Hebron (Palestinian Territories) (AFP) – For the first time in 30 years, Shebab Hebron football club has won the occupied West Bank’s championship, thanks in large part to five new players — all Israeli Arabs.

Holding Israeli citizenship, they are eligible to play for the country’s professional clubs, which have facilities superior to those of the Palestinians.

But some are choosing to play for West Bank sides, both for reasons of Palestinian identity and, sometimes, for money.

Palestinians who remained after the creation of Israel in 1948, and their descendants, make up about 17.5 percent of Israel’s eight million population.

Hebron defender Haitham Dhib, 29, is from the town of Majd el-Krum, in northern Israel, but has been playing for the past eight years in the West Bank.

He is among six Israeli citizens on the Palestinian national team, a member of FIFA since 1998.

Dhib had played in Israel’s two top leagues but decided to cross into the West Bank for money and the adulation of the public.

On Palestinian streets the faces of local football heroes smile down from giant billboards and for their fans, football is a kind of religion.
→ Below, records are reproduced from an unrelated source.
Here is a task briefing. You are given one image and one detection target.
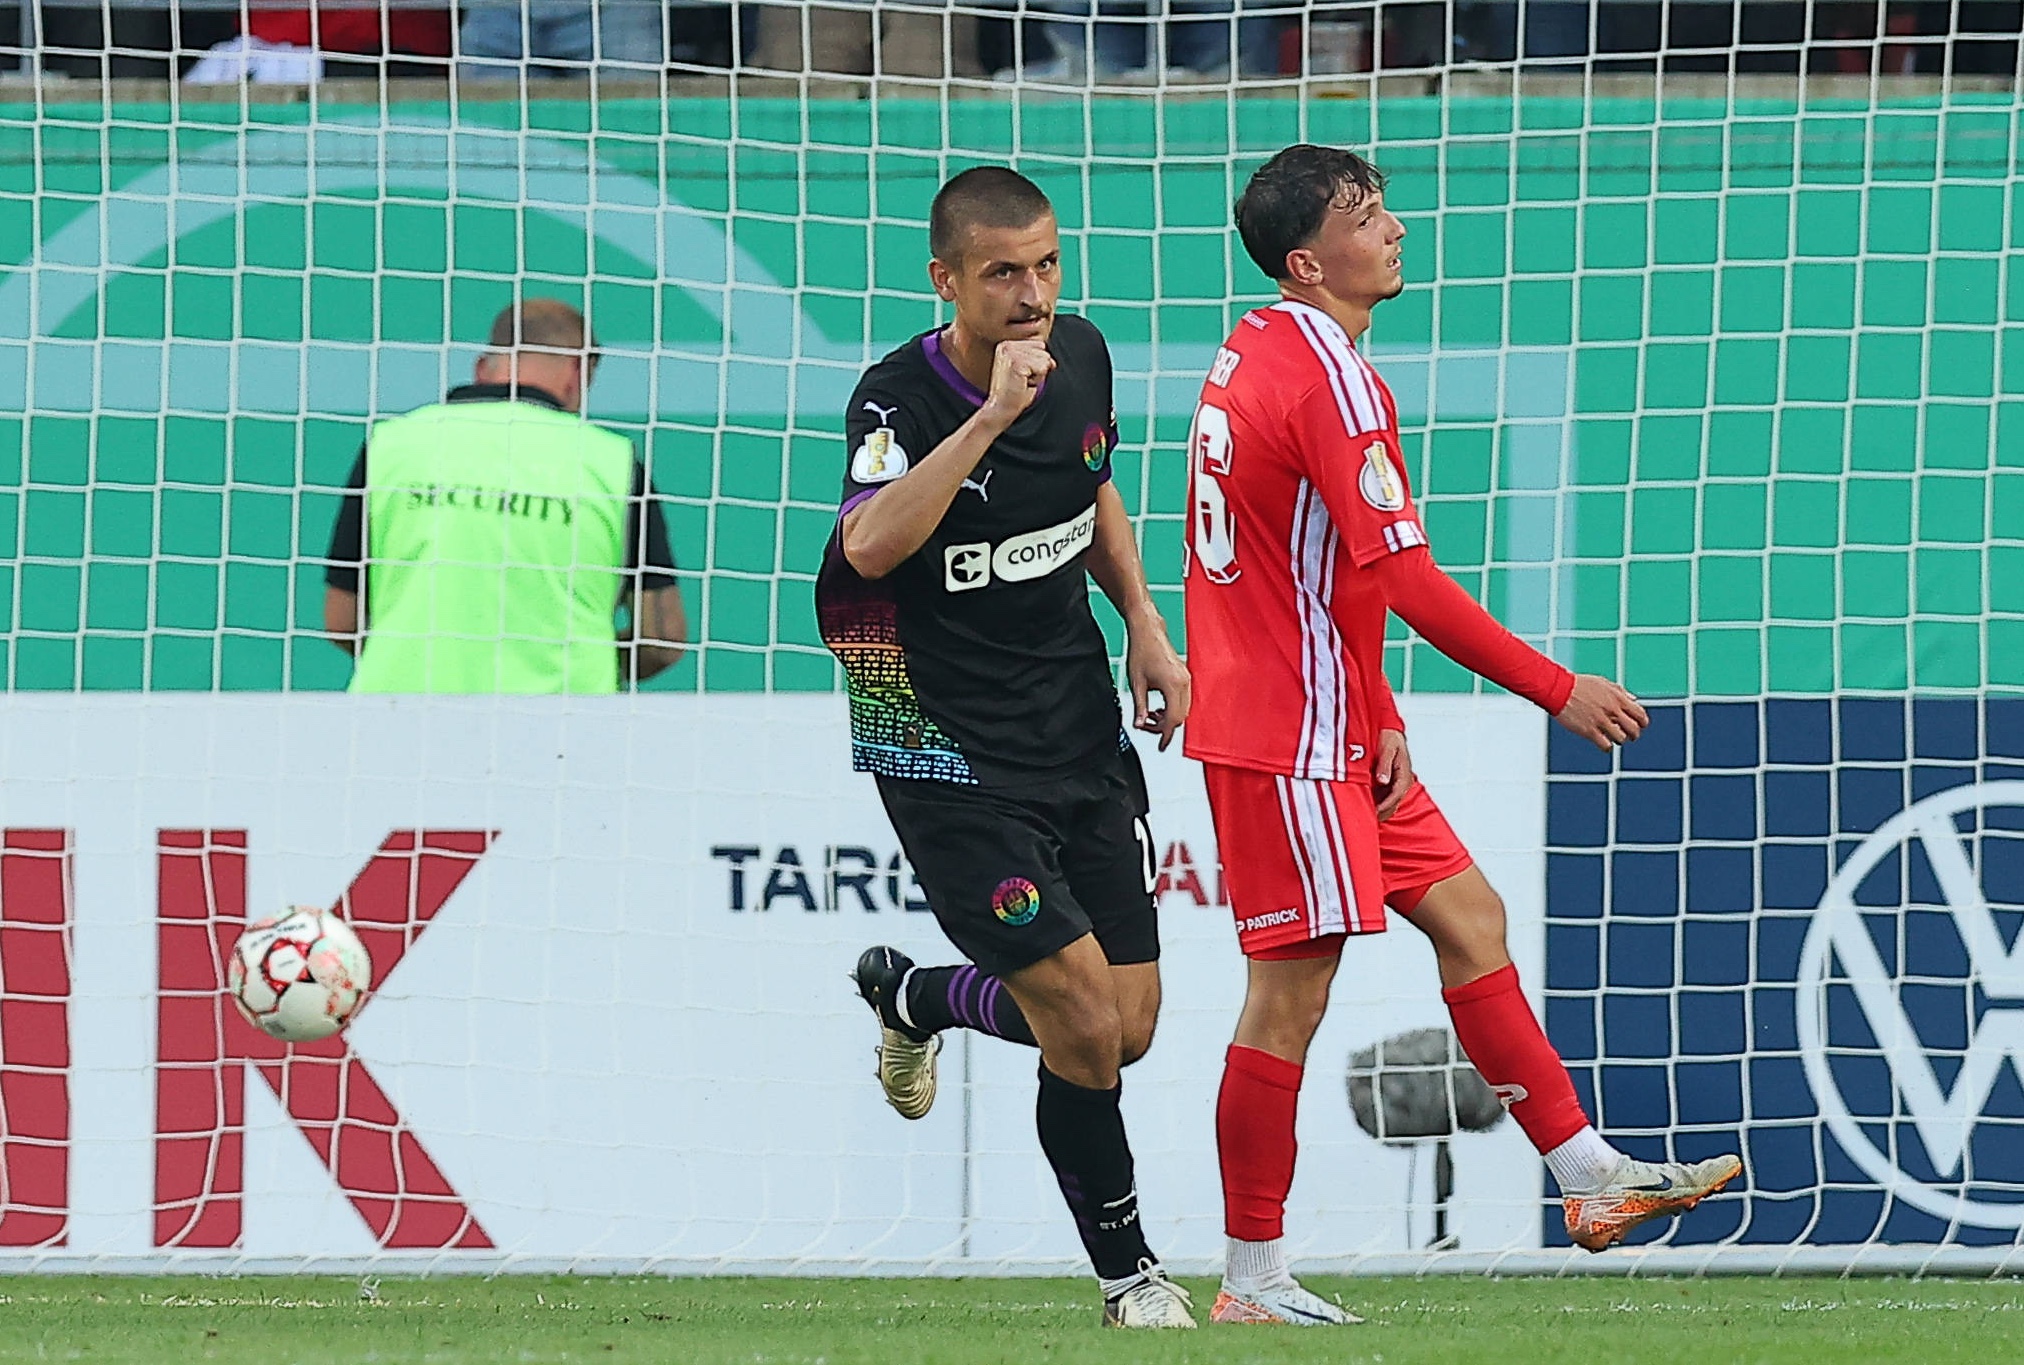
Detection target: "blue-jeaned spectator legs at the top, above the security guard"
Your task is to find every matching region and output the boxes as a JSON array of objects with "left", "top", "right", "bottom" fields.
[{"left": 457, "top": 0, "right": 668, "bottom": 81}]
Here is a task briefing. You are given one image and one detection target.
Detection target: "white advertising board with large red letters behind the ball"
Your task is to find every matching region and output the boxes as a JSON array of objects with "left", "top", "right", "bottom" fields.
[{"left": 0, "top": 695, "right": 1544, "bottom": 1272}]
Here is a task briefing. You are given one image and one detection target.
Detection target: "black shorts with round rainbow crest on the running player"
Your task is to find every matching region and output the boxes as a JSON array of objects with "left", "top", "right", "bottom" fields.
[{"left": 878, "top": 747, "right": 1160, "bottom": 976}]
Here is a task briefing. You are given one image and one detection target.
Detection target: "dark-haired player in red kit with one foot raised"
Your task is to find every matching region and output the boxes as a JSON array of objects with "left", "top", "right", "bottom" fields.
[{"left": 1186, "top": 146, "right": 1741, "bottom": 1324}]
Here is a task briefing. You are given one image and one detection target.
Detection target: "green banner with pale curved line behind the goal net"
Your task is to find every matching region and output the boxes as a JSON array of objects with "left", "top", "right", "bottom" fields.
[{"left": 0, "top": 95, "right": 2024, "bottom": 695}]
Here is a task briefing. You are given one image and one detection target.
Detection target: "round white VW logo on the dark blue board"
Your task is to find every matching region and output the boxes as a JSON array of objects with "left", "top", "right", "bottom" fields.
[{"left": 1797, "top": 782, "right": 2024, "bottom": 1227}]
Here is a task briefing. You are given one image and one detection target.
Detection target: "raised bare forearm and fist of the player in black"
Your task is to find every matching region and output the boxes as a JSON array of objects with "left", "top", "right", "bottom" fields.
[{"left": 844, "top": 338, "right": 1055, "bottom": 579}]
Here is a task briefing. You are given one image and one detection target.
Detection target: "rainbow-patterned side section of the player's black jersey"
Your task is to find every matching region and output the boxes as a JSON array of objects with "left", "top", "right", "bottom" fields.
[{"left": 816, "top": 541, "right": 978, "bottom": 784}]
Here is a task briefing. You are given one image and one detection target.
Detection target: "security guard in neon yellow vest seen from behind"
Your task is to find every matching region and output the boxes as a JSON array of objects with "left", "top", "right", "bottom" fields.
[{"left": 324, "top": 298, "right": 688, "bottom": 693}]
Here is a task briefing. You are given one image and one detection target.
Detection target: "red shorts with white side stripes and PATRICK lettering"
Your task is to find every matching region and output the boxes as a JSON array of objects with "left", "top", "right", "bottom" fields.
[{"left": 1202, "top": 764, "right": 1473, "bottom": 956}]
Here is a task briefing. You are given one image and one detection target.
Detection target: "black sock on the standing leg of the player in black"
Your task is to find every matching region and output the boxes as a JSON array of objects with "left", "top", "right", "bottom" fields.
[{"left": 1038, "top": 1061, "right": 1154, "bottom": 1280}]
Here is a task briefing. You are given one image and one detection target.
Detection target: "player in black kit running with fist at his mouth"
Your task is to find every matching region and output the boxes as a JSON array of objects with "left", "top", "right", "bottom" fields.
[{"left": 816, "top": 166, "right": 1194, "bottom": 1327}]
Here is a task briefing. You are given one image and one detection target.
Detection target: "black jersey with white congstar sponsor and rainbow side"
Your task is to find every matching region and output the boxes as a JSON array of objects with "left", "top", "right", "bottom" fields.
[{"left": 816, "top": 314, "right": 1121, "bottom": 786}]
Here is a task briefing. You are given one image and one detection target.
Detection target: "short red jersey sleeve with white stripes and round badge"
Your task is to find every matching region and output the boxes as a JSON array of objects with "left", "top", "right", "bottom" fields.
[{"left": 1287, "top": 374, "right": 1427, "bottom": 569}]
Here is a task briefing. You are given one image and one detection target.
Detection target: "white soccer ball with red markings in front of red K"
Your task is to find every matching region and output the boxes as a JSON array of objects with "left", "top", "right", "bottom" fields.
[{"left": 225, "top": 905, "right": 372, "bottom": 1043}]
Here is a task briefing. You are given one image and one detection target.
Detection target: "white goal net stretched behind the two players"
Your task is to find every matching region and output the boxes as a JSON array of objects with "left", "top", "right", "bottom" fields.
[{"left": 0, "top": 0, "right": 2024, "bottom": 1272}]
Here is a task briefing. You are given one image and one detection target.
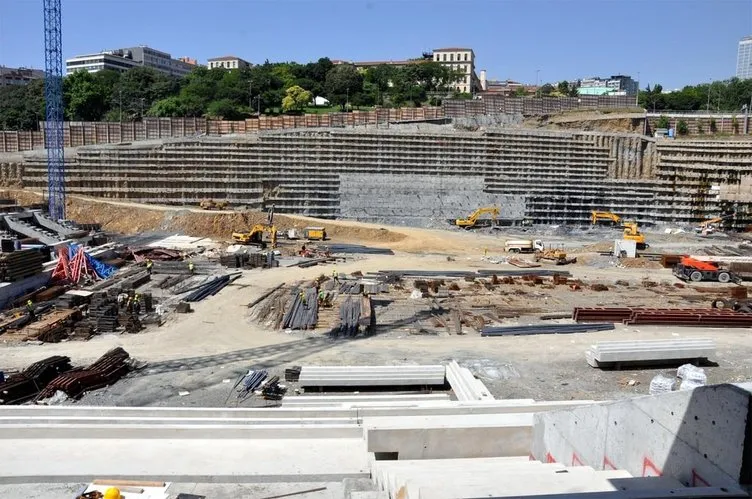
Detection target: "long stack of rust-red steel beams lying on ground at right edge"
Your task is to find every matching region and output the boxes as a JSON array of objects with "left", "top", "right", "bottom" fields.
[{"left": 572, "top": 307, "right": 752, "bottom": 327}]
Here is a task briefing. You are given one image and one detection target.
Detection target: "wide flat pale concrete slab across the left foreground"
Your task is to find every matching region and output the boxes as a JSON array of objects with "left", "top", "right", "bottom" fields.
[{"left": 0, "top": 438, "right": 369, "bottom": 484}]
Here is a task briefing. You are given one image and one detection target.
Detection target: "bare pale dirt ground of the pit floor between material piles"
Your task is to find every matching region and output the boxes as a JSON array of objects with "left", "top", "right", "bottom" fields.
[{"left": 0, "top": 193, "right": 752, "bottom": 406}]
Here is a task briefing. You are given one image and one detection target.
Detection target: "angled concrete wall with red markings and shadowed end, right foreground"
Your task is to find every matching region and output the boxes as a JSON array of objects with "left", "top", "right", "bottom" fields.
[{"left": 532, "top": 385, "right": 752, "bottom": 487}]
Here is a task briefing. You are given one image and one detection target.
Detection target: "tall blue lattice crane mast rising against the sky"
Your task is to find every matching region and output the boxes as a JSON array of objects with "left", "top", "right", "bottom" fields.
[{"left": 42, "top": 0, "right": 65, "bottom": 221}]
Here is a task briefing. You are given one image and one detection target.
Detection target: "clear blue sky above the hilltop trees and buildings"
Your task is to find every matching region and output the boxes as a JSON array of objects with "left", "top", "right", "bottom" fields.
[{"left": 0, "top": 0, "right": 752, "bottom": 89}]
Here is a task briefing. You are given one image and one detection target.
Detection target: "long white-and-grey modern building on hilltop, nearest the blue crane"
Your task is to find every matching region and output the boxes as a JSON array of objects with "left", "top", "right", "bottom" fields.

“At Palestinian championship matches, the spectators turn out in large numbers and the media treat you like a real professional and don’t regard the championship as an amateur competition,” he told AFP.

For the West Bank clubs, to sign Israeli-trained players like Dhib is an opportunity not to be missed, Shabab Hebron coach Khader Obeid told AFP.

– ‘Real training’ –

“They have real training over there,” he said. “It’s done differently, from childhood, in a serious and professional way.”

At the Israel Football Association, they’re not talking about an exodus of Arab players.

The numbers involved, IFA spokesman Eitan Dotan told AFP, “are not enormous.”

“Several have returned to the Israeli league for the better training facilities and also in response to requests,” he said.

Abu Obeideh Rabie, 26, played in the Israeli leagues in the past but at the start of this year moved to the Hebron club.

He said he was partly motivated by the Palestinian cause, influenced by his father’s imprisonment in Israel for nationalist activism, and also because he wanted for professional reasons to play a role in the development of the Palestinian championship.

“Professionalism in Israel is better,” he said. “But it is developing here and I’m sure that in a few years it will be completely professional.”

The improvement is due in part to the influx of the Israeli players, says Palestinian Football Association secretary general Abdel Majid Haja.

“They have greater abilities and bring an extra strength to the Palestinian championship,” he told AFP.

The romance between Israeli Arab players and Palestinian clubs can sometimes turn sour.

In April, the Asian Football Confederation ordered West Bank side Al-Dharia to forfeit a scheduled game against Syria’s Al-Wahda in Lebanon because of the non-arrival of the Palestinian team’s nine Israeli players.

Lebanon bans Israeli passport holders from entering the country, so the men were refused entry at Beirut international airport and the game had to be cancelled.